As to the shoot, Church said, “It was intense. And Billy really pushes the pace—he wants to keep the energy really moving, and the last scene is thirty pages long. He wants it in real human time, as much as the process of making movies can allow for that. And we really had to build that whole scene, up to the very end. Billy wanted it to play in real human time. We served that as best we could.”

There’s a good deal of dark comedy in the piece, though—including a hilarious moment involving Ansel, Sharla and a wayward thread on the elbow of a tattered old sportscoat. Church recalled it was a hard scene to make work. “They had to rig at least a half-dozen of those jackets with the sleeve, and we couldn’t get it right,” he laughed. “When Gina would reach over and just nonchalantly [tug]—what’s funny is that the whole set-up is that I’m looking at it, and looking at it, and it’s an irritant, and she is sort of chastising me and yanks it, and the whole thing falls down—it took a lot of rigging, and there was a guy that had like a fish-line. We kept doing it. It would flop down and looked too stagy. I could just see it peripherally, but when it happened very naturally, everybody in the room knew that was the one. And they checked the camera right away to make sure that we had it. Those things, when they happen in life, they happen organically. But when you’re trying to manufacture it, you’ve got everything working against you.”

And despite all the nastiness in the NC-17-rated picture, Church said, “There’s a certain filthy innocence to it, to all of it. What Tracy always strives for in his writing, including ‘Bug,’ no matter what the circumstances—I think that there’s still some faint destination of innocence.

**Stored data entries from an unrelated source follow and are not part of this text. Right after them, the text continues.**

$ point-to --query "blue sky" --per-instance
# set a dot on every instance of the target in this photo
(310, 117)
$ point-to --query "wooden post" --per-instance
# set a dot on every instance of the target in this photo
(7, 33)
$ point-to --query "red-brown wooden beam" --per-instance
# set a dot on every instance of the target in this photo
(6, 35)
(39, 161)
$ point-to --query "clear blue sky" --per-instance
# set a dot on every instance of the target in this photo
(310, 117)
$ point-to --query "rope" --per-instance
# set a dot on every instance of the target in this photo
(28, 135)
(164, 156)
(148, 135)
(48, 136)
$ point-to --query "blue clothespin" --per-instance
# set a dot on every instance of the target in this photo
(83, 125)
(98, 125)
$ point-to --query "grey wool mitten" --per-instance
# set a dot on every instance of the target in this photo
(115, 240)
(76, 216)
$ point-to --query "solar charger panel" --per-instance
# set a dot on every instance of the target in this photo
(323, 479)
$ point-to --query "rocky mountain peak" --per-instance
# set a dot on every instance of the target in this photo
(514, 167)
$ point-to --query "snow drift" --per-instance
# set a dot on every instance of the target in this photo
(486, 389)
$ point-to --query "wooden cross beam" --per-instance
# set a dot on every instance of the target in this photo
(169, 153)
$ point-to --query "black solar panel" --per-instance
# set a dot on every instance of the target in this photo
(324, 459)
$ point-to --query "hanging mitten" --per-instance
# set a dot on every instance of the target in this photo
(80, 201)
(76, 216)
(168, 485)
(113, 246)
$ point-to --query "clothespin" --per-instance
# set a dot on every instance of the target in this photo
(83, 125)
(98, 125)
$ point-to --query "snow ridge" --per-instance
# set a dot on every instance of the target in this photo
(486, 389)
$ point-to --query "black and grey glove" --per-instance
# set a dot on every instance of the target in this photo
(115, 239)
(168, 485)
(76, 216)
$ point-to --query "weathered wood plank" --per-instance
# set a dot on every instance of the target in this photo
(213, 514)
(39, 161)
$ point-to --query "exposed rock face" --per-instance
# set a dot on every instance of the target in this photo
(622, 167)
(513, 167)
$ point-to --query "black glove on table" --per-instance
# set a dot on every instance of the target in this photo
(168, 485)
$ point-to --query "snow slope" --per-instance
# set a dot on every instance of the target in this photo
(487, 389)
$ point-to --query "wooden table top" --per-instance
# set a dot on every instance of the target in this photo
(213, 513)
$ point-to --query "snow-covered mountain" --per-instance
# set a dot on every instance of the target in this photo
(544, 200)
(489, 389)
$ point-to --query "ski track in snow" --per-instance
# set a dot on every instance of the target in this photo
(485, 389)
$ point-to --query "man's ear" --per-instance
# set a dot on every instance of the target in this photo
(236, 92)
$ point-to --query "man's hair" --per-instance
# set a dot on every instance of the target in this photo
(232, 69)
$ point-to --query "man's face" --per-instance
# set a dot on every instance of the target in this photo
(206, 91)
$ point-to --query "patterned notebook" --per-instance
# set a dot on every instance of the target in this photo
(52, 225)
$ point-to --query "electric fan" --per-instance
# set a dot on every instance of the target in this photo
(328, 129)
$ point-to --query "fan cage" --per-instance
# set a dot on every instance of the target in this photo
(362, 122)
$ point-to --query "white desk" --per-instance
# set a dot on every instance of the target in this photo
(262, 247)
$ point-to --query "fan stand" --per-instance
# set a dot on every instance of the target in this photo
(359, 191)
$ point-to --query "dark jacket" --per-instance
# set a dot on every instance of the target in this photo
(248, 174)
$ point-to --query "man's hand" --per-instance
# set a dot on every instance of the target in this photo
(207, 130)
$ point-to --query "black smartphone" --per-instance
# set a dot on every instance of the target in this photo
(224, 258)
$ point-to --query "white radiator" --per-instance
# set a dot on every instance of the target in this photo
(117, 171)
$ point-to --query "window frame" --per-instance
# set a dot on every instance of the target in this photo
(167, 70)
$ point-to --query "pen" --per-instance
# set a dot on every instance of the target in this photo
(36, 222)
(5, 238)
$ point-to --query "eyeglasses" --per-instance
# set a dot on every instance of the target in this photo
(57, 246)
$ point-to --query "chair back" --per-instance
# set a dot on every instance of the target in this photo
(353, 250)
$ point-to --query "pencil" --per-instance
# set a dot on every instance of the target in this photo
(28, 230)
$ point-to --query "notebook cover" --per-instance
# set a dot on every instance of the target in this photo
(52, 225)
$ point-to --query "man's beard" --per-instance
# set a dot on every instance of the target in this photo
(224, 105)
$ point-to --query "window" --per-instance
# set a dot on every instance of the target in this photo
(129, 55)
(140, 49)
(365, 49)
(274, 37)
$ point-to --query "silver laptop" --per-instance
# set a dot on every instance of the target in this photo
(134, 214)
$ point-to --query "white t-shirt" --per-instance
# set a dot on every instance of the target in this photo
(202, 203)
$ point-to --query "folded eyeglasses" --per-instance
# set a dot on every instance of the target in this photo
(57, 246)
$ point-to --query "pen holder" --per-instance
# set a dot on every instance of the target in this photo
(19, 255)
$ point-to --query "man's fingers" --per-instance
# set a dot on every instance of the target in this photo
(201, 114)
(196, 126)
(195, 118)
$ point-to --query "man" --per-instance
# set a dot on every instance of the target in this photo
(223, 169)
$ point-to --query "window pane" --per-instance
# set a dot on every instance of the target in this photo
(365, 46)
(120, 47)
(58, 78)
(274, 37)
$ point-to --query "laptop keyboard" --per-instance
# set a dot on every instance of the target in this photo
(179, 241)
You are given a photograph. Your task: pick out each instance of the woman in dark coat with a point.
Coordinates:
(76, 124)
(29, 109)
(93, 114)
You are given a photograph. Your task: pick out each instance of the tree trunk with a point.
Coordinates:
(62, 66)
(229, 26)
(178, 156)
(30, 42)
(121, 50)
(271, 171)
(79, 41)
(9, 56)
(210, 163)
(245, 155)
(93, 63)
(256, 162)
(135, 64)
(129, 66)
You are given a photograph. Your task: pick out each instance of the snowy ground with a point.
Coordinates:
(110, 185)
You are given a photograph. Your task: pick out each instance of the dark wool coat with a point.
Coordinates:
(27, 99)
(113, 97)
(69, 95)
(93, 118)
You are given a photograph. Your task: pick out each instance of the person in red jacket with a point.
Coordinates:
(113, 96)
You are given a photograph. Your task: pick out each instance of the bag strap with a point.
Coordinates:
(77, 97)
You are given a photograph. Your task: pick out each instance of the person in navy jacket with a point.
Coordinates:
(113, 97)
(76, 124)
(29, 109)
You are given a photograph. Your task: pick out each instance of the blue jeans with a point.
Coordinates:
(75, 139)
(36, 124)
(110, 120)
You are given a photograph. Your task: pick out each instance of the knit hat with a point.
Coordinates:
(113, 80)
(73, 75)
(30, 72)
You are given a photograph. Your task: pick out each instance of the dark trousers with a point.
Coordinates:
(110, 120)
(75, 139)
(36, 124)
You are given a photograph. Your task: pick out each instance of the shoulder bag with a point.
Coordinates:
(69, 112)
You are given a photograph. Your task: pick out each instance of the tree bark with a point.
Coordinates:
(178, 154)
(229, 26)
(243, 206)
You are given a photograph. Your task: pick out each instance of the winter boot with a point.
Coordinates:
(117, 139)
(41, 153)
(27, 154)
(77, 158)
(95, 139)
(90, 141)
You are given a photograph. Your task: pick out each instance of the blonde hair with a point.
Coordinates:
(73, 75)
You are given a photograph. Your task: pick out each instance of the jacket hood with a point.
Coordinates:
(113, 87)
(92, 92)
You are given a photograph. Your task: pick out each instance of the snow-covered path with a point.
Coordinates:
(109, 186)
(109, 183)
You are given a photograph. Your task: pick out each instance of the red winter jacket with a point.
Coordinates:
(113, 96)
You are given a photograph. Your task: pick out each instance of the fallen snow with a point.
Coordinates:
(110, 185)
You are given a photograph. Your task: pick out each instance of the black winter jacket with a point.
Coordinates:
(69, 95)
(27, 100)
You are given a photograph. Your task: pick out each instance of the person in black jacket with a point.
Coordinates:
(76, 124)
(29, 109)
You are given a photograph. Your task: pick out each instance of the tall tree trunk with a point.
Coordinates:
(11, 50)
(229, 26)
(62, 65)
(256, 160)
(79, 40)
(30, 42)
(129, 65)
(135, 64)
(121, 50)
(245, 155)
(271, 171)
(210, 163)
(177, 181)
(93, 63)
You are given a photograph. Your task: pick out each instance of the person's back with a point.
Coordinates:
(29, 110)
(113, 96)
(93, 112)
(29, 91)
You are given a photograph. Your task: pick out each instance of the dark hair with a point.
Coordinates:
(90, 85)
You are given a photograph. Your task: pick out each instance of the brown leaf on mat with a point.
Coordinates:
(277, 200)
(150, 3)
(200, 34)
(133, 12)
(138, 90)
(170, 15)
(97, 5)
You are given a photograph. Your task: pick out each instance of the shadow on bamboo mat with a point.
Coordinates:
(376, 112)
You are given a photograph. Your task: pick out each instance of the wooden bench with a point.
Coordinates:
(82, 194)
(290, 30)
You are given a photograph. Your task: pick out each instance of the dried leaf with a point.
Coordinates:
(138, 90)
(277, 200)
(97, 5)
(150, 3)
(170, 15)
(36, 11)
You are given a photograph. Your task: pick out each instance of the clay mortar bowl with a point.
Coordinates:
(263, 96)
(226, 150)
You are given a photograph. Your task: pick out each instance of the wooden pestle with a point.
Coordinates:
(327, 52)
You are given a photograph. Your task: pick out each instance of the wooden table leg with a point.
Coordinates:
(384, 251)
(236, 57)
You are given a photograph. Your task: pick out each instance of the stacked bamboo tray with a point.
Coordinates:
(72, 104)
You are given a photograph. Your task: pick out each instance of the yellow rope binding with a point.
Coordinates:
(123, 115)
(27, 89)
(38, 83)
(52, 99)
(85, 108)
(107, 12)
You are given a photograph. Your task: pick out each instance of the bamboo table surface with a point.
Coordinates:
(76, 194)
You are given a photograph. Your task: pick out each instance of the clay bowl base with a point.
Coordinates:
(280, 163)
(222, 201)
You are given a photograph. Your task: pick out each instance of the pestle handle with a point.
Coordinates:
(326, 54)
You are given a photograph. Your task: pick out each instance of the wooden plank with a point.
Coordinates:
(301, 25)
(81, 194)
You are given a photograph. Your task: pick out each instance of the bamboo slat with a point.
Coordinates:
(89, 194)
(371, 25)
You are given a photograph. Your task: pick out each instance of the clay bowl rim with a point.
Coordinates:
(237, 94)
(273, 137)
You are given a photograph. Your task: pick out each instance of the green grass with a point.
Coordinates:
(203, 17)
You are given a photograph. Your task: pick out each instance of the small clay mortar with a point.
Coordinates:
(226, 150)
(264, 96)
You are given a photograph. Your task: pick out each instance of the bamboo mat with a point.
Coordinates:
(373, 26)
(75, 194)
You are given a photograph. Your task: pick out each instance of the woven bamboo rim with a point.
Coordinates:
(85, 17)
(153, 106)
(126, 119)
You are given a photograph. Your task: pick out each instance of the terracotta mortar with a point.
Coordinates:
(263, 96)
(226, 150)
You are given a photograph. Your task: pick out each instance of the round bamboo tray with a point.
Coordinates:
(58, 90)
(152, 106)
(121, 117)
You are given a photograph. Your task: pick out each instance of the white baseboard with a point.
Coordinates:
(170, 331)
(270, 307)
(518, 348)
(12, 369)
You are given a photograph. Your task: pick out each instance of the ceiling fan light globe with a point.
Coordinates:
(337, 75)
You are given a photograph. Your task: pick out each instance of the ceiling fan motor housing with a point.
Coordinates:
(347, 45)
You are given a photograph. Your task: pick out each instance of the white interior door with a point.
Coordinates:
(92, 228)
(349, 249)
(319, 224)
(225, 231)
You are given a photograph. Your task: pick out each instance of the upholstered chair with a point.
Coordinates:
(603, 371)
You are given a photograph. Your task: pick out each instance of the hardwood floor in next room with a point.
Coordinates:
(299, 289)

It’s a very psychologically complex script…[that confronts] an age-old question: what is the crime, and what punishment does it deserve?”

The Dallas connection was, Church noted, an important element of the script. “Tracy…lived in Dallas for awhile,” he said. “And the origins of the story are absolutely from Dallas. I think he did live in a very bad hotel or motel over on Harry Hines. And trust me, whenever we went to the locations in New Orleans—and I lived in Dallas for a number of years, and in Fort Worth—and Billy would ask, ‘What do you think?’ I’d go, ‘There’s plenty of places like this on the real Harry Hines, trust me.’ I know…they’re trying to rebuild and renovate, but Harry Hines was a pretty desperate spur when I was roaming Dallas in the eighties.”

Church had attended a screening of the film, sponsored by the Dallas Film Institute, the previous evening—the first time he’d seen it with an audience—and said, “It was very, very revitalizing to see [the audience] react the way they did.”

He added, “I had really hoped we were going to get to shoot here. My parents live outside of Denton, and I have a brother that lives in Dallas. But it’s always about the filthy lucre. Texas just doesn’t compete with a lot of the other states” in providing subsidies for local productions. While in Austin, he recalled, he visited legislators and “spent twenty minutes filibustering about how non-competitive Texas is, with so many other places in the United States and Canada. It’s particularly lamentable for me, a Texan, that a movie that’s set in Texas, that could easily have been shot in Dallas, we ended up having to shoot in New Orleans. I have family here—I have two sisters that live in Austin, and I live between Kerrville and Uvalde. I would have loved to work in Dallas.”